Fenomena saat ini, di mana pasar dan media tengah menyoroti musisi atau grup band yang mengusung pop-melayu, atau boy band/girl band sebagai efek akulturasi budaya Korea. Ketika media sedang rajin menyoroti fenomena ini, maka masyarakat banyak dijejali homogenitas jenis musik. Sering kita melihat di televisi, dalam acara musik, baik pagi atau sore hari, penyanyi atau grup band yang tampil hanya itu-itu saja.
Masyarakat hanya ditawarkan satu jenis musik, sehingga masyarakat gak punya pilihan dan mau gak mau memilih dan mendengarkan.
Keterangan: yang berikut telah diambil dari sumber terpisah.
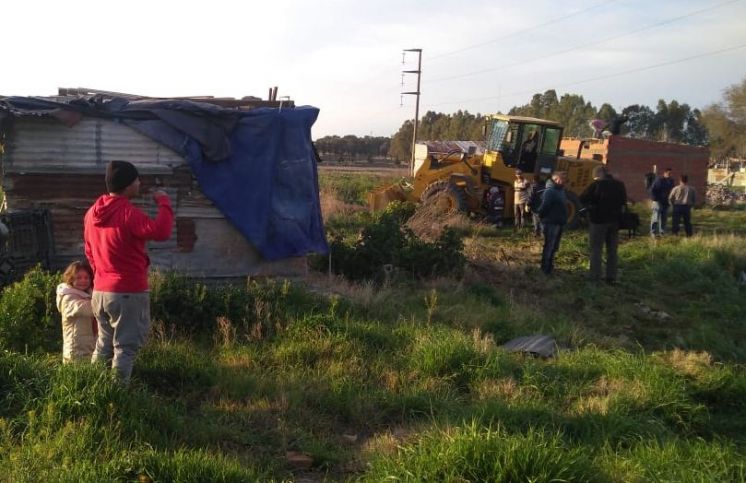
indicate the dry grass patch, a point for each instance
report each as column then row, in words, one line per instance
column 605, row 392
column 429, row 221
column 690, row 363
Saya gak pernah mengatakan bahwa musik pop-melayu adalah musik kwalitas rendah atau ecek-ecek, dan mereka yang menyukai musik tersbut, bukan berarti berselera rendah. Yang tengah disoroti di sini adalah monopoli media massa terhadap pasar musik Indonesia.
Hal ini juga berimbas kepada para musisi. Jika mereka tidak mengikuti pangsa pasar, maka mereka akan “tidak laku”. Mau tidak mau mereka harus mengikuti selera pasar dan mengubah jenis musik mereka. Berarti kebebasan berekspresi dan berkarya di tekan. Apakah masih ada musisi atau band yang senantiasa untuk mempertahankan idealisme mereka dan melawan arus pasar yang tengah kencang berhembus.
Ternyata ada, beberapa anak muda di kota-kota besar di Indonesia masih memegang teguh idealisme mereka dalam bermusik dan memilih jalur indie label sebagai solusinya. Dengan tidak terikat dengan perusahaan label rekaman, maka mereka tidak ada keharusan untuk mengikuti selera pasar. Salah satu grup band yang bergerak di bawah bendera indie label adalah Efek Rumah Kaca.
Grup band yang terbentuk tahun 2001 ini, telah beberapa berganti nama dan personil. Pada awalnya, band ini bernama Hush, kemudian berubah menjadi Super Ego, kini menjadi Efek Rumah Kaca pada tahun 2005, yang terdiri atas Cholil (vocal dan gitar), Adrian (bass), dan Akbar (drum). Mereka mengusung aliran post-rock, atau ada juga yang menyebut shoegaze (lihat facebook ERK). Keunikan mereka bukan hanya aliran yang mereka usung, juga tema dan lirik yang mereka bawakan. Mereka kerap membawakan tema-tema sosial, budaya, politik, lingkungan, hingga psikologis, dalam lagu-lagu mereka.
Pada tahun 2007, mereka merilis album pertama dengan bertajuk Self title di bawah bendera indie label, Paviliun Record. Kemunculan mereka ternyata mendapat respon yang cukup positif dari beberapa kalangan dan media massa. Buktinya, salah satu lagu mereka berjudul “Cinta Melulu” sempat beberapa kali diputar di radio dan videonya ditayangkan di beberapa televisi swasta.
Lirik lagu sederhana dan menceritakan masyarakat, yakni kondisi musisi yang hanya membawakan lagu-lagu bertema cinta, seakan telah membuat muak, dan tidak dirasakan variatif. Sungguh langkah yang berani dan berbeda. Beberapa kalangan pun menyebut mereka sebagai sebuah band yang cerdas dengan mengangkat isu-isu yang tengah merebak di masyarakat. Pada tahun 2008, mereka merilis album kedua mereka bertajuk “Kamar Gelap”.
Tidak berlebihan jika Efek Rumah Kaca disebut bidadari penyelamat di tengah gelombang pop-melayu dan boy band/girl band yang “latah” mengikuti arus pasar. Semoga ke depannya, semakin banyak penyelamat yang muncul dan menyelamatkan musik Indonesia. Jangan sampai kreativitas dan kebebasan para musisi ditekan demi penguasaan pasar mendapat keuntungan sebesar-besarnya bagi si empunya industri.